常世の総てを喰らい尽くし、新たに敷かれた幻創の大地。
六柱の"主"が統べる各大陸は、一部を除いて再生と繁栄の盛りを迎えていた。
大地に根差した民達が、血と汗と希望と夢、そして怨嗟を擁いて拓いた路は、やがて血管の如く大陸の隅から隅まで往き渡ることであろう。
「君達は、どこまでも歩いていける」
その言葉を次に発したのは、いつかの時代の傍観者であった。
永き時の流れを経て"豊穣の大陸"と呼ばれるまでに実ったラナリキリュート大陸では、現代に於いて三つの勢力と、一つの禁域で区切られている。
三大勢力の筆頭。南の覇勢、ラナリア皇国。
およそ百年前に王座を簒奪したバランガル・ホルガが、南部一帯の海洋諸島群を平定し屈強なる海洋軍と陸軍を基軸とした軍事力を以て、更なる領土拡大を求めて北上を推し進めた。
やがて大陸全土の三割をも統治下に収めたころ、バランガル・ホルガの急死によって皇国の侵攻は勢いを減ずる。以降、定期的に小競り合いこそ起これども、勢力図を塗り替えるような大規模な戦の機会は失われていた。
【綺纏暦5756年(※本編から約27年前) 勢力図】
ラナリキリュート大陸は仮初の安定期に入った。
牙を削がれたラナリア皇国では、大きく拡がった国土の守りを固めるべく武功を挙げた有力な騎士達に、特別な爵位と権限を与えて新たな領地へと封じた。
ベルナルド・バシリオ・エデルギウスもその一人。
彼は、"偉大なる騎士"であり、英雄であった。
元々はラナリア皇国と敵対していたイングレス王国に所属する無価値な男爵家の嫡子にして一介の騎士に過ぎなかったが、長らく続いた平穏から腐敗の限りに至った王朝に有って希少で限られた高潔なる武人として勇名を馳せた人物となる。
そんな彼は無辜の民の為にと願い、最前線で己の血肉を捧げ続けながらラナリア皇国陸軍と死闘を繰り広げ、後に『大戦期』と称される時代を駆け抜けた。
然れど、為政者達からすれば体のいい捨て駒であり、異種族間の諍いが絶えないイングレス南域の忌地は彼等にとって瀉血の如く切り捨てるべき廃棄の対象。

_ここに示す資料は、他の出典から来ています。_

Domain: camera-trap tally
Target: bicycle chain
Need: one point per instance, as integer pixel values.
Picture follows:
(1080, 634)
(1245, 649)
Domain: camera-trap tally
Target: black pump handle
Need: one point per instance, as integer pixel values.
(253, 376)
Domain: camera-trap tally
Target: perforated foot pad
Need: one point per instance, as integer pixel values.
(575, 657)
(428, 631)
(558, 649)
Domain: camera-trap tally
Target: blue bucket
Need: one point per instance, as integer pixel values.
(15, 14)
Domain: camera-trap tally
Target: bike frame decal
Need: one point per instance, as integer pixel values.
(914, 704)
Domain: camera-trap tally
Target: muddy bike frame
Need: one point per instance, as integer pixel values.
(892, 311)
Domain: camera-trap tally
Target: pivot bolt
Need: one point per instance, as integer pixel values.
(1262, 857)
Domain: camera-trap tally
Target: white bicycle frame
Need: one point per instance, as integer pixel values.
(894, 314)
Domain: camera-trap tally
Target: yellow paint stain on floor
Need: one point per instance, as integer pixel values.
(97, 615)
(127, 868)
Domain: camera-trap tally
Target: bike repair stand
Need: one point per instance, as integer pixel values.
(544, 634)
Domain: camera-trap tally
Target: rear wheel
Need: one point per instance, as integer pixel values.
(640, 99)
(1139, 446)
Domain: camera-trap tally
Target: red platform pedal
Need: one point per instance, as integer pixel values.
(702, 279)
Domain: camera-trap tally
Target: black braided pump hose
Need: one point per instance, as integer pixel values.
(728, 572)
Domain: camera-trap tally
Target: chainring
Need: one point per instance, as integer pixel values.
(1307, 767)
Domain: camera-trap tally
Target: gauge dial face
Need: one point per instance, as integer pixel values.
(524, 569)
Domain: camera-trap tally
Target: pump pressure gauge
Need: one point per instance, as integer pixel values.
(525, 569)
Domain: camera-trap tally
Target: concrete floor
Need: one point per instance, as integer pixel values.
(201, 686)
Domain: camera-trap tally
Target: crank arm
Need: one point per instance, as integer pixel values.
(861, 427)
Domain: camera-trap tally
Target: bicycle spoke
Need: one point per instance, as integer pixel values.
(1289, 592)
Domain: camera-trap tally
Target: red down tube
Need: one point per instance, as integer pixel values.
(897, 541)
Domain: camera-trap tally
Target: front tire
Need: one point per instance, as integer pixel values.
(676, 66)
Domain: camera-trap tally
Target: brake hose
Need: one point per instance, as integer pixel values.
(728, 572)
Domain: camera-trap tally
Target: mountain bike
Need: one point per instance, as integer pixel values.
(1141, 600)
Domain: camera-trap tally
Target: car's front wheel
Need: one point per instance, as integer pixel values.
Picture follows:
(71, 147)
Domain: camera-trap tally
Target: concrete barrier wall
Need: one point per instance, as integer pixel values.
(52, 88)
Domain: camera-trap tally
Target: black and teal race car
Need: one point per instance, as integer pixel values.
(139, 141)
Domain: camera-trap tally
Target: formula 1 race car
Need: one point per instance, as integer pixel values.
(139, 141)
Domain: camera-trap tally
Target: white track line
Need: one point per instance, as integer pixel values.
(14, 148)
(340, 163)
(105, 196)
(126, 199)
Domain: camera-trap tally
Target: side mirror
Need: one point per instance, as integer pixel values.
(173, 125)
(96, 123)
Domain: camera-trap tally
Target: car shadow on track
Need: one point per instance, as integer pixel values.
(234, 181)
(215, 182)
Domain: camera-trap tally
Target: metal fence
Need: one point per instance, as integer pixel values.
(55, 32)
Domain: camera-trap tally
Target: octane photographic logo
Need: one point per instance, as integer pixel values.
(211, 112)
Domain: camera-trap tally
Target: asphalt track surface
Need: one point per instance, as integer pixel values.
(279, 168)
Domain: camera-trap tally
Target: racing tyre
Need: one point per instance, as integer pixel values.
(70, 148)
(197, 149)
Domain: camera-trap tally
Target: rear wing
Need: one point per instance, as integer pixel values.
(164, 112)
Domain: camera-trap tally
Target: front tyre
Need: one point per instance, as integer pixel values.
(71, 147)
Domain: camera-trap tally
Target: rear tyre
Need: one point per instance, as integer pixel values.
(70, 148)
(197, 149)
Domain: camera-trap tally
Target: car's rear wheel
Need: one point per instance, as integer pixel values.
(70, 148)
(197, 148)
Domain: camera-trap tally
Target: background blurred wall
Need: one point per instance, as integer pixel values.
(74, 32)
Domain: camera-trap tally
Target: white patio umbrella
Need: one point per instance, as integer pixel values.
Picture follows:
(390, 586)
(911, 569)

そうとも知らず戦い続けるベルナルドと彼が率いる騎士団および防衛部隊に、敵対するラナリア皇王バランガル・ホルガは称賛と憐憫の情を懐いた。
死闘の果てにベルナルド隊は捕えられ、英雄という牙を失ったイングレスの為政者達は領土の割譲という条件を提示して講和を申し出た。これに対しラナリア皇国は英雄の身柄の引き渡しを条件に加えることで承諾。
斯くしてイングレス王国は南北に分断され、南イングレスと成った領土はラナリア皇国へと編纂された。

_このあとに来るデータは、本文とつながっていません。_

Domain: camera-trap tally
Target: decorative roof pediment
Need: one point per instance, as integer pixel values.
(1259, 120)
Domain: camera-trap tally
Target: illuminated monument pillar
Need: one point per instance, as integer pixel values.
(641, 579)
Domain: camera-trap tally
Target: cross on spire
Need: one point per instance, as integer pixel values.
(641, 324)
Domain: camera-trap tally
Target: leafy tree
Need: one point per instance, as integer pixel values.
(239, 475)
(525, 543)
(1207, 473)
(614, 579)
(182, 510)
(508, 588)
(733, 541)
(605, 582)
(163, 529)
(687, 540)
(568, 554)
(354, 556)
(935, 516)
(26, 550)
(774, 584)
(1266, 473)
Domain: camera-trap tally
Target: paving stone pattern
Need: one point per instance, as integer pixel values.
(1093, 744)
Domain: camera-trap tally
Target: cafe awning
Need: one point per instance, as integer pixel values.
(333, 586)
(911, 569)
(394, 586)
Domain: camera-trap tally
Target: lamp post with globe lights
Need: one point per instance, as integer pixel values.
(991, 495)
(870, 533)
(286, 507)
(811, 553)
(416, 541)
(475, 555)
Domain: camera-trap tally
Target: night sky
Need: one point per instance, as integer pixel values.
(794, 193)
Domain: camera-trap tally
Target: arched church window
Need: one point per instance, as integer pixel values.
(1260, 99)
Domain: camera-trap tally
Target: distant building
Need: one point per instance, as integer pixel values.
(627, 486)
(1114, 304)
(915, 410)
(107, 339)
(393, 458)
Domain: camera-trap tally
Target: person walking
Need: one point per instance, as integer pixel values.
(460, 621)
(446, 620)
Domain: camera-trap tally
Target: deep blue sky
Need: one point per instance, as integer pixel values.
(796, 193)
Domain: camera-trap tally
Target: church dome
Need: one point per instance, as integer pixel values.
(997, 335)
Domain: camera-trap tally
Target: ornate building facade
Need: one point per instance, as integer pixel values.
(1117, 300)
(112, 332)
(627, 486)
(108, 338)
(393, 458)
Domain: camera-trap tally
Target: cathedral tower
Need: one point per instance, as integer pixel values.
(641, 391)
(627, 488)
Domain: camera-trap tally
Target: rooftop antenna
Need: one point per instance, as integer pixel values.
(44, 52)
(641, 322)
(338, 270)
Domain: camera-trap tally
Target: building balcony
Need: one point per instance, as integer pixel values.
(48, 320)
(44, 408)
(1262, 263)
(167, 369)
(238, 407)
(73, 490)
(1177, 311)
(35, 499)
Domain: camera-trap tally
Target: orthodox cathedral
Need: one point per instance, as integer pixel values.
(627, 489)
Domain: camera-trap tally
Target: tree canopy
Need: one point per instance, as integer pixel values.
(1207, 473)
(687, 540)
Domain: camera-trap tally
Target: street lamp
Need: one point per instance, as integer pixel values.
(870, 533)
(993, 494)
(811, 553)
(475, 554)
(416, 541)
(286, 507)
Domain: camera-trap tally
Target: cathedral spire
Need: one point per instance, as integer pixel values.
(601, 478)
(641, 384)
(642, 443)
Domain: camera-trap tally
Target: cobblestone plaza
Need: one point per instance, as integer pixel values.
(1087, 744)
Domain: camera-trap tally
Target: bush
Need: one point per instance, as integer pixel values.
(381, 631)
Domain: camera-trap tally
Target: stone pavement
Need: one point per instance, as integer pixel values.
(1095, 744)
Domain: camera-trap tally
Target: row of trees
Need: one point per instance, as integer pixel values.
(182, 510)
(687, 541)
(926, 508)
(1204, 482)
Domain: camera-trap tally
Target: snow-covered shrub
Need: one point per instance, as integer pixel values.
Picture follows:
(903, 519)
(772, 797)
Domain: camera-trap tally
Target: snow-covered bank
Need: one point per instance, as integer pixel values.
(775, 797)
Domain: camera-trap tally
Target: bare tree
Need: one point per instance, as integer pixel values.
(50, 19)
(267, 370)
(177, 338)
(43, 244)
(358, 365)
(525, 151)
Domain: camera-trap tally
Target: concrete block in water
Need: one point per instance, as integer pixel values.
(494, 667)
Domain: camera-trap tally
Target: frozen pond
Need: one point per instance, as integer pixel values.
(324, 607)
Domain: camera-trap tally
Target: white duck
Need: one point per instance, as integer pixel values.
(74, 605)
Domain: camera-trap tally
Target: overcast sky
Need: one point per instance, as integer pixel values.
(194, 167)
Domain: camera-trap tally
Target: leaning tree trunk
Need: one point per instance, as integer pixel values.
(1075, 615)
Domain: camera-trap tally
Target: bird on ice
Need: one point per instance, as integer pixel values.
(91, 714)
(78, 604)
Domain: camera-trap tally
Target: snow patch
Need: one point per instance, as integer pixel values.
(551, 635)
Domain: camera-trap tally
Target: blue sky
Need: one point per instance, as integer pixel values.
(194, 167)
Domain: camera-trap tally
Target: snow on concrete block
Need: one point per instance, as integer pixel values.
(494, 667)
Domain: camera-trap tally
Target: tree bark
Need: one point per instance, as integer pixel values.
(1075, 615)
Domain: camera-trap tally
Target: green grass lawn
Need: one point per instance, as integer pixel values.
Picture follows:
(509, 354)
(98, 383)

その一部、『グレミィル半島』と呼ばれる多種多様な種族が棲息する忌地の統治者として英雄ベルナルドが抜擢され、幾度かの説得と交渉を経て彼は皇国陸軍に迎え入れられたという。
なお交渉の場に立ったのは急死したバランガル・ホルガの孫、王座を継いだばかりの新皇王バランガリアという男であった。
グレミィル半島は南イングレス領からは独立した侯爵領として特別な自治権を与えられることとなり、大戦期以前の為政者の大半は皇国の意向により粛清。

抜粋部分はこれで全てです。